Transformers: Building GPT-2

Time to assemble a complete transformer. By the end, you'll have a working GPT-2 that can generate text.

GPT-2 Architecture Overview

Input Tokens
     ↓
Token Embedding + Position Embedding
     ↓
┌─────────────────────────────────┐
│ TransformerBlock × 12           │
│  ├─ LayerNorm                   │
│  ├─ Multi-Head Attention        │
│  ├─ + Residual                  │
│  ├─ LayerNorm                   │
│  ├─ MLP                         │
│  └─ + Residual                  │
└─────────────────────────────────┘
     ↓
Final LayerNorm
     ↓
Unembed → Logits

Layer Normalization

Normalize across the feature dimension:

class LayerNorm(nn.Module):
    def __init__(self, d_model: int, eps: float = 1e-5):
        super().__init__()
        self.eps = eps
        self.gamma = nn.Parameter(t.ones(d_model))
        self.beta = nn.Parameter(t.zeros(d_model))

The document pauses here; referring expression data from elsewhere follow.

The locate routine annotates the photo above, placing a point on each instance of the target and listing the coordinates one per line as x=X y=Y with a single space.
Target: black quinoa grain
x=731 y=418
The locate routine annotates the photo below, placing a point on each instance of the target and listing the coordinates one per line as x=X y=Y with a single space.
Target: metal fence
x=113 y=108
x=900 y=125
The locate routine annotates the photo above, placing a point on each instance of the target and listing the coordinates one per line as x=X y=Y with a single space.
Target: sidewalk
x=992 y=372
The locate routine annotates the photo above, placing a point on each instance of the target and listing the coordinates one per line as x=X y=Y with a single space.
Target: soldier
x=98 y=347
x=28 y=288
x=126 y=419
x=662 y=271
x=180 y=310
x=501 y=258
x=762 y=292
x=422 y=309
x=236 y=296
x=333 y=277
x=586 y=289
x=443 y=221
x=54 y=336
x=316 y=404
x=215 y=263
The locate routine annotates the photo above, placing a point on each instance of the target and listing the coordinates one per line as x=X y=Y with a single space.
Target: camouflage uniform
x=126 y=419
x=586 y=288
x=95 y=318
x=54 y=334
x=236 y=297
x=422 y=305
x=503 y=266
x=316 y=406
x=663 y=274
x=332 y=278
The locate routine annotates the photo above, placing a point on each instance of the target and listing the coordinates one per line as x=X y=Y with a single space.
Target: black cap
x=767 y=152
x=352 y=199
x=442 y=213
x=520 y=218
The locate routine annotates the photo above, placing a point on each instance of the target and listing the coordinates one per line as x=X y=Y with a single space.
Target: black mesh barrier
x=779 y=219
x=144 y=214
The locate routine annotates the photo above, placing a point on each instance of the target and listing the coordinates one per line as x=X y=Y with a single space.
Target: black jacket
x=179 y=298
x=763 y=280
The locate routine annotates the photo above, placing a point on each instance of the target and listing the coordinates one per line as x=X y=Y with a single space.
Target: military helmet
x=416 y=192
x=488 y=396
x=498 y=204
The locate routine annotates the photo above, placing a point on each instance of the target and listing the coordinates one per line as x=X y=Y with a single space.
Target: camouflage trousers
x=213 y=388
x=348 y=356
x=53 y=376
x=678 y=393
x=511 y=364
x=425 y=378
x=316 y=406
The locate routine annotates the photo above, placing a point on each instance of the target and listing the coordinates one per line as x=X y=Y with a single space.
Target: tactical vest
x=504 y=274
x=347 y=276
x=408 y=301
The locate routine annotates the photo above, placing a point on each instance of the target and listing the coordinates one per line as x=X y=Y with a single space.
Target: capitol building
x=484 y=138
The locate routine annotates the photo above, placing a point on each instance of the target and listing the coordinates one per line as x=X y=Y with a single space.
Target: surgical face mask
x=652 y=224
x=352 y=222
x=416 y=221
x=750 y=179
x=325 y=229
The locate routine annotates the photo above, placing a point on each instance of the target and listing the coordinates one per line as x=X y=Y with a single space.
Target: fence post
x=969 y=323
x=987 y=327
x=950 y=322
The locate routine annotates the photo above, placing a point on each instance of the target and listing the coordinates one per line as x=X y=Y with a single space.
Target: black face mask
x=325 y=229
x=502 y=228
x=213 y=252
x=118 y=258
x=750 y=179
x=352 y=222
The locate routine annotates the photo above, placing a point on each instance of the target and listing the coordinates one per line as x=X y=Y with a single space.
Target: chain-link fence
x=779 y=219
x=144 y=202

    def forward(self, x: t.Tensor) -> t.Tensor:
        # Normalize across last dimension
        mean = x.mean(dim=-1, keepdim=True)
        var = x.var(dim=-1, keepdim=True, unbiased=False)
        x_norm = (x - mean) / t.sqrt(var + self.eps)
        return self.gamma * x_norm + self.beta

Why LayerNorm instead of BatchNorm?

Works with variable sequence lengths
No batch statistics needed at inference
Each position normalized independently

The MLP Block

Two linear layers with GELU activation:

class MLP(nn.Module):
    def __init__(self, d_model: int, d_mlp: int = None):
        super().__init__()
        d_mlp = d_mlp or 4 * d_model  # Typically 4× hidden dim

        self.W_in = nn.Linear(d_model, d_mlp)
        self.W_out = nn.Linear(d_mlp, d_model)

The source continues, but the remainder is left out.